Enter ANTONIO, SALARINO, and SALANIO
ANTONIO
In sooth, I know not why I am so sad:
It wearies me; you say it wearies you;
But how I caught it, found it, or came by it,
What stuff 'tis made of, whereof it is born,
I am to learn;
And such a want-wit sadness makes of me,
That I have much ado to know myself.
SALARINO
Your mind is tossing on the ocean;
There, where your argosies with portly sail,
Like signiors and rich burghers on the flood,
Or, as it were, the pageants of the sea,
Do overpeer the petty traffickers,
That curtsy to them, do them reverence,
As they fly by them with their woven wings.
SALANIO
Believe me, sir, had I such venture forth,
The better part of my affections would
Be with my hopes abroad. I should be still
Plucking the grass, to know where sits the wind,
Peering in maps for ports and piers and roads;
And every object that might make me fear
Misfortune to my ventures, out of doubt
Would make me sad.
SALARINO
My wind cooling my broth
Would blow me to an ague, when I thought
What harm a wind too great at sea might do.
I should not see the sandy hour-glass run,
But I should think of shallows and of flats,
And see my wealthy Andrew dock'd in sand,
Vailing her high-top lower than her ribs
To kiss her burial. Should I go to church
And see the holy edifice of stone,
And not bethink me straight of dangerous rocks,
Which touching but my gentle vessel's side,
Would scatter all her spices on the stream,
Enrobe the roaring waters with my silks,
And, in a word, but even now worth this,
And now worth nothing? Shall I have the thought
To think on this, and shall I lack the thought
That such a thing bechanced would make me sad?
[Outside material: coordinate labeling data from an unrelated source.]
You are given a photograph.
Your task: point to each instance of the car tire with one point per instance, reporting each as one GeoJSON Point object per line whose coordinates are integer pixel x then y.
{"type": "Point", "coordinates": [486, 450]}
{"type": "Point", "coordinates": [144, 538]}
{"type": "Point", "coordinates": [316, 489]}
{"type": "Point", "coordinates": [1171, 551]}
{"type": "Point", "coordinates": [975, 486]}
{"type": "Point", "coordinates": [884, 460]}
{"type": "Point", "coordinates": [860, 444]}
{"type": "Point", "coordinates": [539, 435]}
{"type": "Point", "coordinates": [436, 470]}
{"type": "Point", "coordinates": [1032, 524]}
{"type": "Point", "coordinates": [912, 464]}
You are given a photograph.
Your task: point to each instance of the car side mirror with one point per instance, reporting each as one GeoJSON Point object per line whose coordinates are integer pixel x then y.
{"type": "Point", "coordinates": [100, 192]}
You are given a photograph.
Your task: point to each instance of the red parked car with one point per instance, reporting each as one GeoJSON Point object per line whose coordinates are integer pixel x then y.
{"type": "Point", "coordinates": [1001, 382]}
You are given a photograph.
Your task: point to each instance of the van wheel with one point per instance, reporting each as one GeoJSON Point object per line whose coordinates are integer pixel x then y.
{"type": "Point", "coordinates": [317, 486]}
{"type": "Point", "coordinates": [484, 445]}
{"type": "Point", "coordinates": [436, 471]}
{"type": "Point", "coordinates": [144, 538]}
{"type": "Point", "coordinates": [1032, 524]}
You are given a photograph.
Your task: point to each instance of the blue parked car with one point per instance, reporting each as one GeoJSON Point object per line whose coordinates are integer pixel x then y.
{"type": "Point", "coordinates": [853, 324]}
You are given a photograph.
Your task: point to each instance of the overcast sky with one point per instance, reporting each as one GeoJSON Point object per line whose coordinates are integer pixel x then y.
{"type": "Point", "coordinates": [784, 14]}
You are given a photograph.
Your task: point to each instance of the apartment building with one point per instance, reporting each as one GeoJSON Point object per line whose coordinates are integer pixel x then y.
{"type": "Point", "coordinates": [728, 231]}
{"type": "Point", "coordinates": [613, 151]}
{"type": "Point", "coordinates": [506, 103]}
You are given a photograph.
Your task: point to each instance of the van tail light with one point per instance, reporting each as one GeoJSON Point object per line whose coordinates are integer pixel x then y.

But tell not me; I know, Antonio
Is sad to think upon his merchandise.
ANTONIO
Believe me, no: I thank my fortune for it,
My ventures are not in one bottom trusted,
Nor to one place; nor is my whole estate
Upon the fortune of this present year:
Therefore my merchandise makes me not sad.
SALARINO
Why, then you are in love.
ANTONIO
Fie, fie!
SALARINO
Not in love neither? Then let us say you are sad,
Because you are not merry: and 'twere as easy
For you to laugh and leap and say you are merry,
Because you are not sad. Now, by two-headed Janus,
Nature hath framed strange fellows in her time:
Some that will evermore peep through their eyes
And laugh like parrots at a bag-piper,
And other of such vinegar aspect
That they'll not show their teeth in way of smile,
Though Nestor swear the jest be laughable.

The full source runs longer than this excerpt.